LG Optimus 4X HD: Performance & Battery
Quad-core Nvidia Tegra 3 clocked at 1.5GHz and there’s little doubt you’re going to be getting great performance out of the LG Optimus 4X HD. We’ve seen the processor in similar hardware before doing a sterling job and it’s delivering considerably more oomph than we needed for most tasks. An exception must be made for 3D games however. Not only do the games look incredible on the large bright display but they play back smoothly too. The phone benchmarks like a champ and is amply powered to handle whatever you're likely to throw at it. Touching on call quality and this is also good with audible clarity and decent volume levels.
Turbo-charged quad-core power comes at a cost however and unsurprisingly that cost is power itself. LG has touted the 4X HD as being the first to ship with their SIO+ Battery which means more mAh in less space, and indeed the 2150 mAh cell is very compact. LG also claim whites are more power efficient than the competition and their power management on their latest flagship is revolutionary.

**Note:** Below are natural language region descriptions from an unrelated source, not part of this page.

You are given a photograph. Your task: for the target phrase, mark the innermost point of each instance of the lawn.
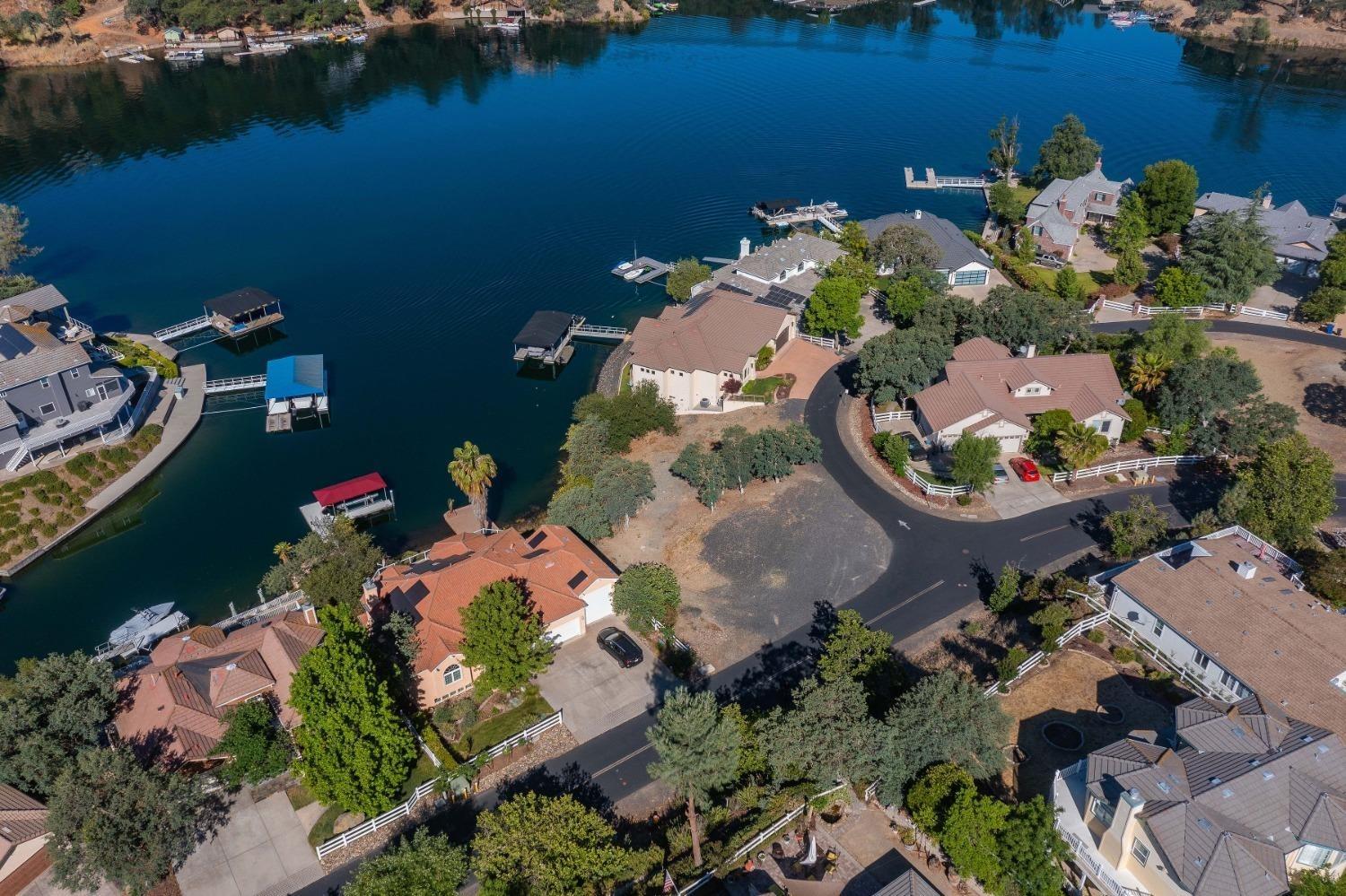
(764, 387)
(494, 729)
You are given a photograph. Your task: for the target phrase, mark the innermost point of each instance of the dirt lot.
(751, 570)
(1071, 691)
(1308, 378)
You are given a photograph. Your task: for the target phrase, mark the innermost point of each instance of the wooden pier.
(641, 271)
(934, 182)
(778, 214)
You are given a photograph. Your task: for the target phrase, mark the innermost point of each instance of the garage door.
(568, 630)
(598, 605)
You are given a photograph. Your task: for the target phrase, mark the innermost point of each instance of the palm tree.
(1149, 370)
(473, 474)
(1079, 446)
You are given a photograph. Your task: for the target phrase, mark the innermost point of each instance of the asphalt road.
(939, 567)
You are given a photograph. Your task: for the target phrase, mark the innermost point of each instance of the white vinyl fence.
(400, 812)
(1123, 465)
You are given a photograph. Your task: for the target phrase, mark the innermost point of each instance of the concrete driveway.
(1017, 498)
(594, 693)
(261, 849)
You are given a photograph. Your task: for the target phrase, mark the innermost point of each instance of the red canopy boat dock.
(360, 497)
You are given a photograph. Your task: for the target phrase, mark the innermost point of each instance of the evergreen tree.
(110, 818)
(354, 750)
(503, 635)
(1068, 153)
(697, 750)
(546, 847)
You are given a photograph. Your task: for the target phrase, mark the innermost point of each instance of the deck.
(651, 271)
(936, 182)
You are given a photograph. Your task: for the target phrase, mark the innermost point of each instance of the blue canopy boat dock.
(296, 389)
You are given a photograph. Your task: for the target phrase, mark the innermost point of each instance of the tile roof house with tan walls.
(175, 705)
(568, 581)
(23, 839)
(689, 352)
(1230, 613)
(988, 392)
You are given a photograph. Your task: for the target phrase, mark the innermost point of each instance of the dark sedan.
(621, 646)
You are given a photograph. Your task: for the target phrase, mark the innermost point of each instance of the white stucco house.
(988, 392)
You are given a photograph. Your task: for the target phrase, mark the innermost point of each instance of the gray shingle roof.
(1297, 234)
(40, 299)
(956, 250)
(1225, 820)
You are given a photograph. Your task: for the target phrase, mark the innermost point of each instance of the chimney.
(1116, 841)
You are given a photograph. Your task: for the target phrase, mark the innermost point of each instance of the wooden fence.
(1123, 465)
(403, 810)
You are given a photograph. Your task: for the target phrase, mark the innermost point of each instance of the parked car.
(621, 646)
(1026, 468)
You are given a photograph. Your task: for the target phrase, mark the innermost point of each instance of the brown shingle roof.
(1084, 385)
(1279, 640)
(716, 331)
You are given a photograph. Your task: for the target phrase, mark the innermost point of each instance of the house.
(780, 274)
(1299, 239)
(53, 390)
(1229, 613)
(988, 392)
(961, 261)
(691, 352)
(568, 581)
(23, 837)
(1058, 214)
(175, 705)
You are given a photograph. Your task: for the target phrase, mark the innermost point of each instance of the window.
(1315, 856)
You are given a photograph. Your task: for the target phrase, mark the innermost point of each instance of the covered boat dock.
(296, 389)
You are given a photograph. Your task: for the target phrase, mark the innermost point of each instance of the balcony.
(1071, 796)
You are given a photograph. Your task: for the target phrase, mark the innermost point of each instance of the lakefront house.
(570, 584)
(1065, 207)
(990, 392)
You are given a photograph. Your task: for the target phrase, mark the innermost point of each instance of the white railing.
(1028, 665)
(183, 328)
(1263, 312)
(396, 813)
(933, 489)
(1123, 465)
(522, 737)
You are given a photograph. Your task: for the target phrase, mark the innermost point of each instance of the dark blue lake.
(412, 202)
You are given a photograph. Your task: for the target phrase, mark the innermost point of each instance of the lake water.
(412, 202)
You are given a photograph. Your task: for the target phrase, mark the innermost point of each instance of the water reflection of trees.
(54, 121)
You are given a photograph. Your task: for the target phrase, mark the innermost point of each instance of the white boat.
(139, 624)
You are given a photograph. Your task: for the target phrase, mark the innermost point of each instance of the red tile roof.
(554, 564)
(177, 702)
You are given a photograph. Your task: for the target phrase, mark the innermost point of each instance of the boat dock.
(546, 338)
(641, 271)
(788, 213)
(365, 495)
(934, 182)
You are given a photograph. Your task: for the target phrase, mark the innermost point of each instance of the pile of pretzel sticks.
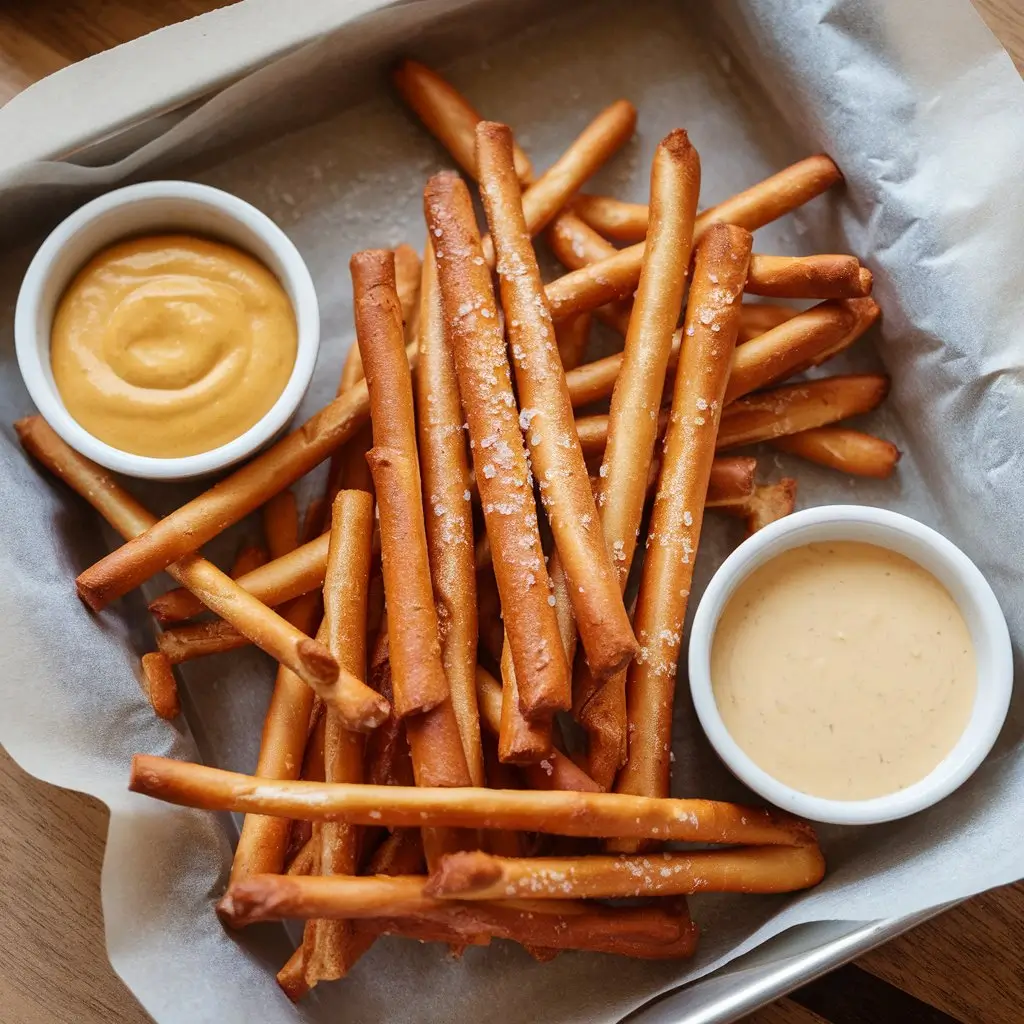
(469, 733)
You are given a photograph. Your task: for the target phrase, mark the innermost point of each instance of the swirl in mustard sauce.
(172, 345)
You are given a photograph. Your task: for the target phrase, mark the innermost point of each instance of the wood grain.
(53, 967)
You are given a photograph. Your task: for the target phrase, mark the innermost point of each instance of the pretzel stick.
(448, 116)
(450, 519)
(819, 276)
(635, 401)
(786, 348)
(576, 245)
(572, 337)
(329, 947)
(273, 583)
(556, 771)
(547, 412)
(248, 558)
(387, 760)
(204, 517)
(710, 329)
(475, 875)
(160, 686)
(555, 812)
(348, 465)
(485, 388)
(799, 407)
(845, 450)
(757, 317)
(766, 505)
(759, 205)
(218, 592)
(281, 523)
(650, 932)
(263, 841)
(613, 279)
(598, 141)
(418, 677)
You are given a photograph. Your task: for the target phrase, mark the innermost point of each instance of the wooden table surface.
(965, 966)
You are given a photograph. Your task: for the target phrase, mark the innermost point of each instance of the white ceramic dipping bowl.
(152, 208)
(951, 567)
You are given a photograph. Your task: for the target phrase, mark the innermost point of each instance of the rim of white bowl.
(970, 590)
(31, 350)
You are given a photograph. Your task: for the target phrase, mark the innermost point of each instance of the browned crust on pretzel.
(844, 450)
(585, 155)
(215, 589)
(417, 674)
(485, 389)
(555, 454)
(710, 329)
(160, 686)
(767, 201)
(556, 771)
(444, 468)
(554, 812)
(633, 415)
(273, 583)
(448, 115)
(475, 875)
(793, 408)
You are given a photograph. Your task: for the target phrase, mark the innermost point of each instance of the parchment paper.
(924, 113)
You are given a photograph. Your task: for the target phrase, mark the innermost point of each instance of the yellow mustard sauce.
(172, 345)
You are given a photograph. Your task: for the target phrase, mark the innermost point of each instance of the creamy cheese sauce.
(844, 670)
(172, 345)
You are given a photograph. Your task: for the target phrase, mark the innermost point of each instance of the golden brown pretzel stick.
(819, 276)
(160, 686)
(572, 337)
(204, 517)
(248, 558)
(646, 932)
(799, 407)
(281, 523)
(792, 346)
(448, 116)
(599, 140)
(474, 875)
(547, 416)
(329, 946)
(633, 415)
(485, 388)
(613, 279)
(185, 643)
(845, 450)
(259, 624)
(768, 503)
(417, 675)
(757, 317)
(555, 812)
(521, 739)
(273, 583)
(710, 330)
(556, 771)
(263, 841)
(574, 244)
(450, 515)
(650, 932)
(759, 205)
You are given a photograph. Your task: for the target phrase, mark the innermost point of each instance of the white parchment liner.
(924, 113)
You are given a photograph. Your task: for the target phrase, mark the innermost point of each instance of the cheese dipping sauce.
(172, 345)
(844, 670)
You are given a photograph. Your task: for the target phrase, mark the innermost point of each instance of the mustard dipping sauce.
(172, 345)
(844, 670)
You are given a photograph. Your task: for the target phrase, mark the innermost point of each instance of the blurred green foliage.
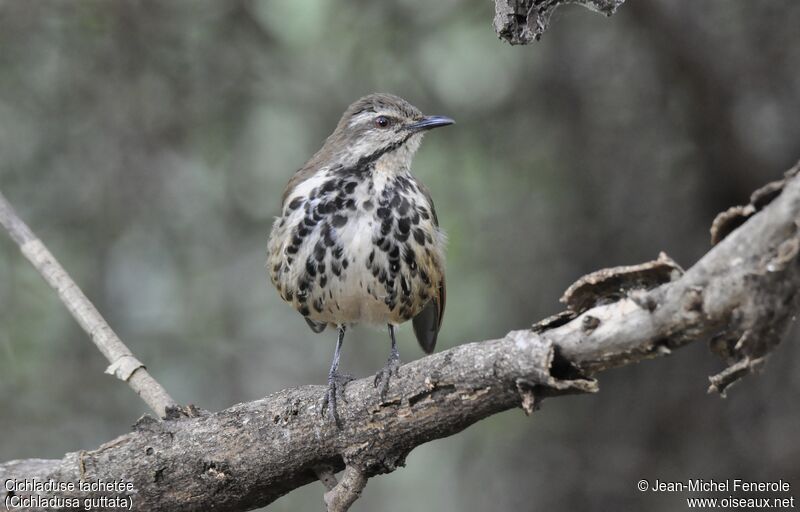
(147, 143)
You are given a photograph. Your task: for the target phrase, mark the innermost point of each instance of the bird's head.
(381, 126)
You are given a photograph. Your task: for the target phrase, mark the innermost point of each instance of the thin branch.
(347, 491)
(741, 295)
(524, 21)
(326, 475)
(123, 364)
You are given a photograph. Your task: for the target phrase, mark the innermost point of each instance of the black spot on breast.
(329, 186)
(327, 236)
(403, 208)
(404, 225)
(302, 286)
(386, 226)
(311, 268)
(410, 258)
(319, 251)
(425, 278)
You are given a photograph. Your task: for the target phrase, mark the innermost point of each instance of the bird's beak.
(429, 122)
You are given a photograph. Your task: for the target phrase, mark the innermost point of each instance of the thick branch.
(523, 21)
(123, 364)
(740, 295)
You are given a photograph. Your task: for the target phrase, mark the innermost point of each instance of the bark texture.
(523, 21)
(740, 296)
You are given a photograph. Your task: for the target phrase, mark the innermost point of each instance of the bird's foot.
(335, 392)
(382, 377)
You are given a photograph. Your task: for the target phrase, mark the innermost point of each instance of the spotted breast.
(357, 247)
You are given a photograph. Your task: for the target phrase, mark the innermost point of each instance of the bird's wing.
(428, 321)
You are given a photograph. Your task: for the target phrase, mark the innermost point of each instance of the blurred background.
(148, 143)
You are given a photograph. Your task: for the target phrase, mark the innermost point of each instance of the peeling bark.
(523, 21)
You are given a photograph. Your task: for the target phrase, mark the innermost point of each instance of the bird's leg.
(392, 364)
(336, 381)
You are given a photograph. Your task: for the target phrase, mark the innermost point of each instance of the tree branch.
(523, 21)
(123, 364)
(740, 295)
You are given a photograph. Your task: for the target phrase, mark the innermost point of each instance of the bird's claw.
(335, 392)
(385, 374)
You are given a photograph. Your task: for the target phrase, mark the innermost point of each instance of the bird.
(358, 240)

We won’t contest LG’s claims, but the reality is the power consumption on the latest line of quad-core phones isn’t far off revolutionary either. If you use the LG Optimus 4X HD half as much as we wanted to, you’ll make it as far as around 6PM before you hit empty. Its major power drainer is the screen so leaving it in standby will push it possibly even through to a second day, but when you get such a solid smarphone, setting it down is the last thing you want to do. In its favour and unlike both the HTC One X and Sony Xperia T, the battery is removable so you can carry a spare if you’re so inclined.
LG Optimus 4X HD: Conclusion
This is LG’s best phone to date. The LG Optimus 4X HD doesn’t have the most cohesive design or a particularly fantastic camera, but the screen is stunning, the UI charming and games look great, playing back smoothly. As with the HTC One X, battery life is a pain point, on occasion dying before the day’s out but if you’re prepared to carry a spare, then this flagship is definitely worth your deliberation. Costing in the region of the HTC One X or Samsung Galaxy S3, we would say that the LG Optimus 4X HD was the weakest of the bunch, however with prices online ranging from £299 upwards online, anything under £320 would be a bargain.